Foaled by the Apocalypse, and stranded
Some wars, or plagues, or famines back,
To bleach beside the desert track,
He kept his hospitable rule:
A pillow for the roving bandit,
A signpost to the stricken mule.
A willing host, adeptly able,
Smoking a long cheroot of flame,
To catalyse the sniper’s aim
Or entertain the poet’s dream,
By turns a gunrest or a table,
An inspiration, and a theme—
He served the desert for a Sphinx
And to the wind for a guitar,
For in the harmony he drinks
To rinse his whirring casque of bone
There hums a rhythm less its own
Than of the planet and the star.
No lion with a lady’s face
Could better have become the spot
Interrogating time and space
And making light of their replies
As he endured the soldier’s lot
Of dissolution, sand, and flies.
So white a cenotaph to show
You did not have to be a banker
Or poet of the breed we know:
Subjected to a sterner law,
The luckless laughter of the ranker
Was sharked upon his lipless jaw.
All round, the snarled and windrowed sands
Expressed the scandal of the waves,
And in this orphan of the graves
As in a conch, there seemed to roar
Reverberations of the Hand
That piles the wrecks along the shore.
Twice I had been the Ocean’s refuse
As now the flotsam of the sand,
Far worse at sea upon the land
Than ever in the drink before
For Triton, with his sons and nephews,
To gargle and to puke ashore.
To look on him, my tongue could taste
The bony mandibles of death
Between my cheeks: across the waste
The drought was glaring like a gorgon
But in that quaint outlandish organ
With spectral whinny, whirled the breath.
The wind arrived, the gorgon-slayer,
Defied the wind that rose to whelm it,
And swirled like water in the helmet
Of that dead brain, with crystal voices,
Articulating in a prayer
The love with which the rain rejoices—
The zephyr from the blue Nevadas,
Stirrupped with kestrels, smoothly rinking
The level wave where halcyons drowse,
Came with the whirr of the cicadas,
With the green song of orchards drinking
And orioles fluting in the boughs.
All the green juices of creation,
And those with which our veins are red,
Were mingled in his jubilation
And sang the swansong of the planet
Amidst the solitudes of granite
And the grey sands that swathe the dead.
All I had left of will or mind,
Which fire or fever had not charred,
Was but the shaving, husk, and shard:
But that sufficed to catch the air
And from the pentecostal wind
Conceive the whisper of a prayer.
And soon that prayer became a hymn
By feeding on itself.
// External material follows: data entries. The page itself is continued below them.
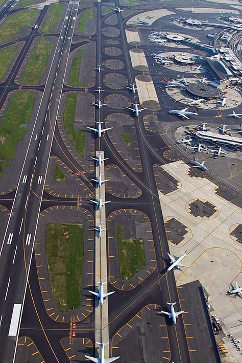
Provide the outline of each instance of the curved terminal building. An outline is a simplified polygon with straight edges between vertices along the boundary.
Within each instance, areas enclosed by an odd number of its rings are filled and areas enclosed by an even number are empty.
[[[204,141],[242,148],[242,138],[215,133],[210,131],[198,131],[196,134],[197,138]]]

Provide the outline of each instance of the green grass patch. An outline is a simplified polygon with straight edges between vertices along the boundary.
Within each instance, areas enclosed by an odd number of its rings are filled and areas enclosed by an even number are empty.
[[[89,9],[86,11],[82,14],[79,19],[78,23],[78,32],[79,33],[84,33],[85,31],[85,24],[86,20],[87,19],[92,19],[93,17],[93,9]]]
[[[64,180],[66,179],[66,175],[60,168],[57,166],[56,166],[55,170],[55,182],[60,182],[60,180]]]
[[[64,124],[70,141],[81,156],[84,156],[85,131],[74,130],[74,121],[77,95],[71,93],[66,97],[64,111]]]
[[[62,16],[65,6],[60,3],[51,5],[44,25],[41,31],[43,33],[54,33],[59,20]]]
[[[61,311],[81,304],[84,228],[82,225],[49,224],[46,254],[54,298]]]
[[[127,146],[130,146],[131,145],[131,135],[128,132],[123,132],[122,137],[125,141]]]
[[[77,86],[77,87],[86,87],[87,86],[87,83],[86,82],[79,82],[82,51],[82,49],[79,49],[77,52],[71,62],[69,83],[72,86]]]
[[[11,40],[22,27],[30,27],[37,15],[33,9],[22,10],[9,17],[0,28],[0,43]]]
[[[52,45],[44,37],[39,38],[21,77],[25,84],[37,84],[42,75]]]
[[[129,280],[146,265],[143,242],[137,239],[124,239],[123,227],[117,228],[120,277]]]
[[[35,98],[33,92],[15,92],[0,126],[0,176],[3,168],[10,165],[14,156],[18,143],[26,131]]]
[[[11,46],[5,49],[1,50],[0,52],[0,79],[2,79],[5,74],[17,49],[17,46]]]

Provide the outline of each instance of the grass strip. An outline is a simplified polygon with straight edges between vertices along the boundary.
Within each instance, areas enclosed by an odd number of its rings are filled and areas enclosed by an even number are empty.
[[[4,167],[11,164],[17,144],[23,138],[34,101],[30,91],[18,91],[12,98],[0,126],[0,176]]]
[[[64,124],[70,142],[81,156],[84,156],[85,134],[81,130],[74,130],[75,115],[77,95],[71,93],[66,97],[64,111]]]
[[[61,18],[65,6],[60,3],[51,6],[44,25],[42,27],[43,33],[54,33],[59,21]]]
[[[46,254],[51,285],[61,311],[81,304],[84,228],[82,225],[49,224]]]
[[[37,84],[45,69],[52,45],[44,37],[38,39],[21,77],[25,84]]]
[[[124,239],[123,227],[117,227],[120,277],[129,280],[146,265],[143,242],[137,239]]]

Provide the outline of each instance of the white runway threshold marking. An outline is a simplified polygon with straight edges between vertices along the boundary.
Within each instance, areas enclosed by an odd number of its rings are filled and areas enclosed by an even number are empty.
[[[8,332],[9,336],[16,336],[17,335],[21,306],[21,304],[14,304],[13,305],[10,326]]]

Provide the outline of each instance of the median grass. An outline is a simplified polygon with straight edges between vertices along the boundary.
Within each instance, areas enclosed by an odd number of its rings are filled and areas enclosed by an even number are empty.
[[[79,49],[73,57],[70,68],[69,83],[72,86],[77,87],[86,87],[87,83],[85,82],[79,82],[81,62],[82,61],[82,49]]]
[[[125,141],[127,146],[130,146],[131,145],[131,135],[128,132],[123,132],[122,137]]]
[[[46,255],[54,299],[61,311],[81,304],[84,228],[81,224],[49,224]]]
[[[0,126],[0,176],[3,168],[10,165],[18,142],[26,131],[35,98],[33,92],[15,92]]]
[[[55,170],[55,182],[64,180],[65,179],[66,179],[66,175],[62,170],[60,170],[59,167],[56,166],[56,169]]]
[[[89,9],[88,10],[85,11],[81,15],[78,23],[78,32],[79,33],[84,33],[85,31],[85,25],[86,20],[87,19],[92,19],[93,17],[93,9]]]
[[[129,280],[146,265],[143,242],[137,239],[124,239],[123,227],[117,228],[120,277]]]
[[[51,6],[45,22],[41,28],[43,33],[54,33],[64,9],[65,6],[60,3],[53,4]]]
[[[66,97],[64,111],[64,124],[70,142],[79,154],[84,156],[85,133],[81,130],[74,129],[77,99],[76,94],[71,93]]]
[[[0,52],[0,79],[6,73],[8,67],[17,52],[17,46],[11,46]]]
[[[30,59],[21,77],[25,84],[37,84],[45,69],[48,55],[51,53],[52,44],[44,38],[38,39]]]
[[[0,28],[0,43],[11,40],[23,27],[30,27],[37,15],[33,9],[19,11],[9,17]]]

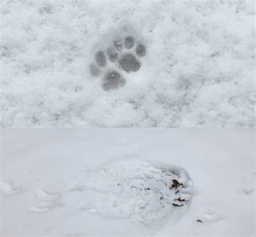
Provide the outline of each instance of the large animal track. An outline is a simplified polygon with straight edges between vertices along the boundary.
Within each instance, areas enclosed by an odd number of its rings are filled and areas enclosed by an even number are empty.
[[[144,46],[132,36],[115,39],[112,45],[94,55],[94,62],[90,65],[90,73],[93,76],[102,77],[102,88],[105,91],[118,89],[126,84],[122,72],[138,71],[141,67],[139,58],[146,53]]]

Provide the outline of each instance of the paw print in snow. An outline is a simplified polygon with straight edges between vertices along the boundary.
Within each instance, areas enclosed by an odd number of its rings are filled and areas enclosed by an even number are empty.
[[[102,88],[105,91],[118,89],[126,84],[122,72],[138,71],[141,67],[139,58],[146,53],[144,45],[135,42],[132,36],[116,39],[112,45],[94,55],[94,62],[90,65],[90,73],[96,77],[103,73]]]

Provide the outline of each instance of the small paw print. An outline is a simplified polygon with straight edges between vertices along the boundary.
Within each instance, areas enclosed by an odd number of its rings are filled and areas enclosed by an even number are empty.
[[[90,72],[93,76],[102,76],[103,89],[116,89],[126,84],[123,74],[135,72],[140,69],[140,58],[146,54],[144,46],[136,42],[132,36],[115,39],[112,45],[94,55]]]

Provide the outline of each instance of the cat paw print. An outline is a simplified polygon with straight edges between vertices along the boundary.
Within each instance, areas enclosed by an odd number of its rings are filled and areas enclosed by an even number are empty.
[[[94,62],[90,65],[92,76],[102,77],[105,91],[124,87],[125,73],[138,71],[141,67],[140,58],[146,54],[145,46],[132,36],[115,39],[112,44],[94,55]]]

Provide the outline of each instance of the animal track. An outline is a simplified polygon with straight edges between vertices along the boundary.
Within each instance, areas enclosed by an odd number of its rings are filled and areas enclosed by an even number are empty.
[[[141,67],[139,58],[146,54],[144,46],[137,43],[132,36],[115,39],[112,45],[94,55],[94,62],[90,64],[90,72],[93,76],[102,76],[102,88],[105,91],[118,89],[126,84],[122,71],[138,71]]]
[[[7,195],[17,194],[20,193],[22,188],[20,184],[17,183],[9,183],[7,182],[0,182],[0,189]]]
[[[83,192],[82,210],[112,218],[135,217],[148,225],[181,216],[192,199],[192,182],[180,167],[120,160],[90,172],[71,190]]]

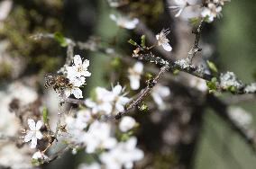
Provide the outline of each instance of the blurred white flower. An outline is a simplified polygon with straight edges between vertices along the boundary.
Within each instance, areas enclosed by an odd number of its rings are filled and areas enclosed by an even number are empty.
[[[230,2],[230,1],[231,0],[214,0],[214,3],[224,5],[225,2]]]
[[[117,26],[121,28],[126,28],[128,30],[134,29],[139,23],[138,18],[132,19],[127,16],[115,16],[114,14],[110,14],[109,17],[111,20],[116,22]]]
[[[96,87],[95,101],[87,99],[85,103],[88,108],[92,109],[94,114],[104,112],[105,115],[109,115],[113,111],[113,100],[112,92],[103,87]]]
[[[166,108],[163,99],[168,97],[169,94],[169,88],[160,84],[154,86],[151,92],[151,96],[160,110],[164,110]]]
[[[36,159],[36,160],[45,160],[47,159],[48,156],[45,156],[42,152],[41,151],[37,151],[32,155],[32,159]]]
[[[207,7],[204,7],[201,15],[206,18],[209,22],[213,22],[215,17],[221,15],[222,6],[216,6],[213,3],[209,3]]]
[[[123,91],[124,88],[123,88],[120,84],[116,84],[112,89],[115,111],[117,111],[118,112],[123,111],[124,105],[130,101],[128,97],[124,97],[126,93],[123,93]]]
[[[73,94],[77,99],[83,98],[83,92],[81,91],[81,89],[79,89],[79,87],[86,83],[86,78],[83,76],[73,77],[72,79],[70,79],[69,83],[71,84],[71,85],[65,88],[64,96],[68,98],[71,94]]]
[[[78,169],[101,169],[100,165],[97,163],[93,163],[90,165],[81,164],[78,165]]]
[[[122,118],[120,123],[119,123],[119,129],[122,132],[126,132],[130,129],[132,129],[136,124],[136,121],[133,118],[125,116]]]
[[[96,148],[112,148],[116,139],[111,137],[111,125],[109,123],[94,121],[84,136],[87,153],[94,153]]]
[[[67,77],[69,79],[73,79],[74,77],[90,76],[91,73],[87,71],[89,65],[89,60],[86,59],[83,62],[79,55],[75,55],[74,65],[72,67],[66,67],[68,71]]]
[[[252,122],[251,114],[240,107],[229,108],[228,114],[233,120],[242,128],[248,128]]]
[[[137,139],[133,137],[126,142],[120,142],[109,152],[100,156],[101,162],[106,169],[133,168],[133,162],[143,158],[144,154],[136,148]]]
[[[13,1],[5,0],[0,2],[0,22],[5,20],[13,5]]]
[[[196,87],[201,92],[206,92],[208,90],[206,81],[198,77],[192,77],[189,81],[189,85]]]
[[[133,90],[138,90],[140,88],[141,76],[143,73],[143,64],[142,62],[136,62],[133,67],[128,69],[130,86]]]
[[[174,0],[176,5],[169,6],[169,8],[172,9],[173,11],[178,11],[175,14],[175,17],[178,17],[184,9],[189,5],[187,0]]]
[[[30,130],[26,132],[26,135],[24,137],[24,142],[32,141],[31,148],[35,148],[37,145],[37,139],[42,138],[42,134],[40,131],[40,129],[42,126],[42,121],[38,120],[35,123],[32,119],[28,119],[28,125]]]
[[[156,39],[158,41],[159,46],[162,46],[162,48],[166,51],[171,51],[172,48],[169,44],[169,40],[166,38],[166,36],[169,33],[169,29],[165,30],[163,29],[159,34],[156,35]]]

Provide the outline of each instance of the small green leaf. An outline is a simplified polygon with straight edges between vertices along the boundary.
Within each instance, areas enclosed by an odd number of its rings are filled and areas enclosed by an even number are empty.
[[[211,69],[211,71],[218,73],[218,69],[217,69],[215,64],[214,64],[213,62],[211,62],[209,60],[207,60],[206,63],[207,63],[209,68]]]
[[[173,75],[176,76],[176,75],[178,75],[179,73],[179,70],[178,69],[174,69],[172,73],[173,73]]]
[[[112,61],[111,61],[111,66],[114,67],[117,67],[120,66],[121,60],[119,58],[114,58]]]
[[[142,102],[141,105],[138,106],[140,111],[147,111],[148,110],[148,106],[145,102]]]
[[[146,72],[145,73],[145,77],[147,78],[147,79],[151,79],[152,78],[152,74],[151,74],[151,73],[149,73],[149,72]]]
[[[48,110],[46,107],[42,109],[42,120],[44,124],[48,123]]]
[[[189,21],[190,24],[192,24],[192,26],[195,26],[197,24],[199,24],[200,18],[199,17],[189,18],[188,21]]]
[[[211,81],[206,81],[206,85],[209,88],[209,92],[212,93],[217,89],[216,87],[217,78],[213,77]]]
[[[132,45],[133,45],[133,46],[137,46],[138,44],[133,40],[132,40],[132,39],[130,39],[129,40],[128,40],[128,43],[130,43],[130,44],[132,44]]]
[[[58,41],[58,43],[61,46],[61,47],[67,47],[68,43],[64,38],[64,36],[60,33],[60,32],[55,32],[54,33],[54,40],[56,41]]]
[[[146,46],[146,36],[145,36],[145,35],[142,35],[142,36],[141,37],[141,40],[142,40],[141,45],[142,45],[142,48],[144,48],[144,47]]]
[[[236,88],[235,86],[231,85],[231,86],[229,86],[229,87],[227,88],[227,90],[228,90],[229,92],[231,92],[232,93],[235,93],[236,91],[237,91],[237,88]]]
The skies
Were tracered by the seraphim
With arrows from the dim guitars
That on their strings funambulise
The tap-dance of the morning stars.
When frowsy proverbs lose their force
And tears have dried their queasy springs,
To hope and pray for crowns and wings
It follows as a thing of course,
When you’ve phrenologised the horse
That on the desert laughs and sings.
I leave the Helmet and the Spear
To the hyena-bellied muses
That farm this carnage from the rear:
But of the sacrifice they fear
And of the strain their sloth refuses
Elect me as the engineer.
Make of my bones your fife and organ,
Red winds of pestilence and fire!
But from the rust on the barbed-wire
And scurf upon the pool that stinks
I fetch a nosegay for the Gorgon
And a conundrum for the Sphinx:
For all the freight of Stygian ferries,
Roll on the days of halcyon weather,
The oriole fluting in the cherries,
The sunlight sleeping on the farms,
To say the Rosary together
And sleep in one another’s arms!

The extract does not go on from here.